My son, being who he is, does things at his own pace. He crawled at 11 months, walked at 14 months and spoke (more than his native Klingon) at 3 years old. He is not on any one's schedule but his own. I know that about him. He is a creature of habit. My mother called him mini-"Monk" (after the OCD TV detective of the same name) at an early age. Things had to be just so. If not, this lead to great tantrums and we would never know why (he couldn't communicate in English clearly enough). He likes to know how things work and he likes a procedure. I don't think I took these things into consideration when initially training him. I just thought - he's getting trained darn it!
A few months ago he started going to a home daycare where there is a boy a few months younger than him that is also going through potty training. This sense of friendly competition and encouragement had caused my son to turn a corner.
My son had been dry in the morning for over a month and through is naps. A sign a child is ready for potty training. He had been using the potty at the home daycare during the day (to urinate only). Rarely at home and he was still in pull ups. About a week ago my son came home and said he needed a "clean diaper." He insisted. I knew why. There was one part of bathroom business he didn't want to do in the potty. Once I put the pull up on him - he did what he had to do. That's when I decided - anyone old enough to ask for a clean diaper is old enough to use the potty. The next morning I put him in underwear and he hasn't been in a pull up since. Dry all night and day. He does everything in the potty now. No wet accidents and rarely any of the other kind.

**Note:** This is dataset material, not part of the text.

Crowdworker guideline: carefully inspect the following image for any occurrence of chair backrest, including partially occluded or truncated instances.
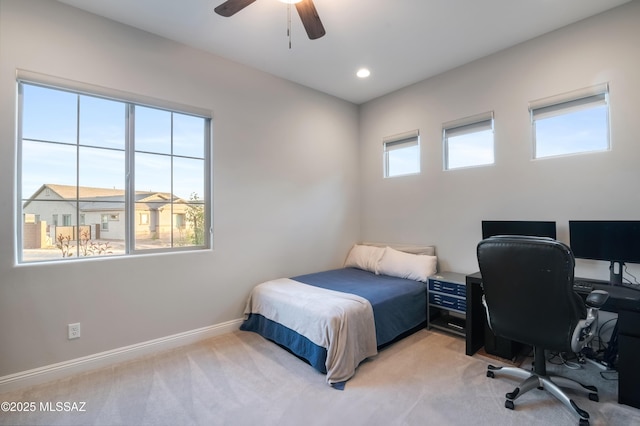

My son will do things at his own pace. I should have remembered that. And I think I forget that like any other human being he has a will of his own. I need to keep this in mind as I teach him the other things he must know to move successfully through an uncertain, often unforgiving yet filled with possibilities world we live in.
Needless to say we are all extremely proud of him. Almost giddy with delight. He is also proud. This was not the impossible task that it seemed to be - just 2 weeks ago. It was part of being a parent and a child.
And suddenly, my son appears to be older. He is tall and lean and carries himself like a child and not a toddler. A little man.